Die IT muss wissen, was das Business benötigt, und entsprechend die passende Infrastruktur für das Handling von Daten und Datenquellen liefern, sagt Donald Feinberg, Vice President und BI-Experte von Gartner. Das Business müsse seine Möglichkeiten kennen, dürfe sich aber nicht damit herumschlagen müssen, wo welche Daten liegen. Die Herausforderung für die IT werde darin liegen, möglichst intelligent mit den Daten zwischen den Quellen und Ablageorten zu jonglieren. "Alles ins Data Warehouse zu packen, kann nicht die Lösung sein."

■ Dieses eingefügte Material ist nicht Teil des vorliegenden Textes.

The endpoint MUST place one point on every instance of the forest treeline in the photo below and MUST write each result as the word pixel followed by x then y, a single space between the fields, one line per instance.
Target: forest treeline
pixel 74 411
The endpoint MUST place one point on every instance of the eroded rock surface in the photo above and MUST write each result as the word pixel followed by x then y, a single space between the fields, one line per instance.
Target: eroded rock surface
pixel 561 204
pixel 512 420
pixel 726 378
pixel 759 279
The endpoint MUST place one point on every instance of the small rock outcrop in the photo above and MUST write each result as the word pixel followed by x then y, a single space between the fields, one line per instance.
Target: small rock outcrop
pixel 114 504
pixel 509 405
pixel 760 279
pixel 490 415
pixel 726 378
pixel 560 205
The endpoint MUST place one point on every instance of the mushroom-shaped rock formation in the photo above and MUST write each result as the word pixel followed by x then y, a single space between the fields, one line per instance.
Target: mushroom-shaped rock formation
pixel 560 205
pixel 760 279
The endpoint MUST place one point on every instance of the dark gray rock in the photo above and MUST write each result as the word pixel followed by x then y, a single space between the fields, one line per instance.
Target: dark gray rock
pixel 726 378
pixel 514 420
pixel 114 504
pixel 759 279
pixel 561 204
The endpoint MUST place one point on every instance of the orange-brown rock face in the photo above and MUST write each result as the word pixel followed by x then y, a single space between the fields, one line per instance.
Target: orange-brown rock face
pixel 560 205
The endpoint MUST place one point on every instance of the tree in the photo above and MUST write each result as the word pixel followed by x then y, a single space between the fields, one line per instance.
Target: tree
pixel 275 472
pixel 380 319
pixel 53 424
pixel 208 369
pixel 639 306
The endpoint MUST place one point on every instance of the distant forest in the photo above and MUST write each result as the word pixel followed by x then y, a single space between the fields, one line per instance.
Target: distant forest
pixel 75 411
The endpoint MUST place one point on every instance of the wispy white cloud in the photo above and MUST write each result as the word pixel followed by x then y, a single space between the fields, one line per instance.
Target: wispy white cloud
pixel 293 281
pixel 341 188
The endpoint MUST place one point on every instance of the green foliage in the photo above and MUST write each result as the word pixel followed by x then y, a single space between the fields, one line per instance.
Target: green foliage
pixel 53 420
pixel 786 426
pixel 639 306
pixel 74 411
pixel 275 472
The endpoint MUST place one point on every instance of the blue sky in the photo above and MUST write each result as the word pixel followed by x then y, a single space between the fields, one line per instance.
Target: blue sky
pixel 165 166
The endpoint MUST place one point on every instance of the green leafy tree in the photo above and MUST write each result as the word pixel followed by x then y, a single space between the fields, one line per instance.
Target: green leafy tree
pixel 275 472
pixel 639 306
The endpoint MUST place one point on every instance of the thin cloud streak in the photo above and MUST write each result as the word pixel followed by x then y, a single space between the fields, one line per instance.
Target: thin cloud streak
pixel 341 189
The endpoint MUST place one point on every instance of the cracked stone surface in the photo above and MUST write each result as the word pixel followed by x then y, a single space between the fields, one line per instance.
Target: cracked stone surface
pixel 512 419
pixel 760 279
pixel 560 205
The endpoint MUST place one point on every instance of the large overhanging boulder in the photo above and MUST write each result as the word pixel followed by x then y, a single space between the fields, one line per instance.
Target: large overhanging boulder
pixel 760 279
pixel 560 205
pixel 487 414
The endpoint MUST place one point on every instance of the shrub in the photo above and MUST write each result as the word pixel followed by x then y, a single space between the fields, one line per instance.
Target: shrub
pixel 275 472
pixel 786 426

Feinberg zufolge werden die Unternehmen verschiedene Werkzeuge einsetzen. Größere Unternehmen nutzten bereits heute im Datenbank- und Analytics-Umfeld 20 bis 30 Tools. Auch wenn es aufwendig sei, diese heterogen zusammengesetzten Architekturen zu unterstützen - "wenn der Business-Nutzen dafür spricht, führt kein Weg daran vorbei". Die Kunst bestehe darin, die richtigen Werkzeuge für die richtigen Daten herauszusuchen: "Manche Tools sind reif für den Business-Einsatz, andere noch nicht." Beispielweise sei Hadoop/Map- Reduce als Funktion durchaus ausgereift, das dahinter liegende File-System aber sicher nicht so robust wie das der Datenbanken von IBM und Oracle. Zwar gebe es gewisse Sicherheitsmechanismen, "genauso gut ist es aber möglich, mit so einem Werkzeug sämtliche Daten zu verlieren". Unternehmen müssten sich also genau überlegen, was sie hier einspielten.

Doag-Mitglied Trieb sieht derweil noch keine Notwendigkeit, die bekannten Datenbankarchitekturen grundlegend zu verändern: "Mit den zur Verfügung stehenden Mitteln kommt man schon ein ganzes Stück weiter." Er verweist auf leistungsstarke Hardware und auf Zusatzoptionen der Datenbankhersteller. Allerdings verschließt auch er die Augen nicht vor den neuen Entwicklungen. Man schaue sich diese Dinge an, probiere das eine oder andere aus und prüfe, ob es weiterhilft. "Die wirkliche Business-Relevanz fehlt aber meist noch", lautet sein Fazit. Außerdem könne man nicht alle paar Jahre die gesamte Datenbankarchitektur über den Haufen werfen. Schließlich hätten die meisten viel Geld in diese Systeme investiert. "Man kann nicht ständig jedem Trend hinterherlaufen", warnt der Experte. "Man muss die Entwicklungen im Auge behalten, aber auch eine Datenbanklinie fahren, die mittel- und langfristig ausgelegt ist."

Tuning kostet Geld

Meist sehe man sich zuerst beim eigenen Anbieter nach zusätzlichen Funktionen und Werkzeugen um. Erfahrungen hätten gezeigt, dass dabei der Integrationsaufwand geringer ausfällt. Trieb führt als Beispiel Oracles In-Memory-Datenbank TimesTen an, mit deren Hilfe sich die Schwachstelle I/O in klassischen Systemen beheben lasse. Eines müsse den Anwenderunternehmen aber klar sein, warnt Trieb: "Das Tuning hat seinen Preis. Wer mehr Leistung aus seiner Datenbank herausholen möchte, muss Geld in die Hand nehmen und investieren."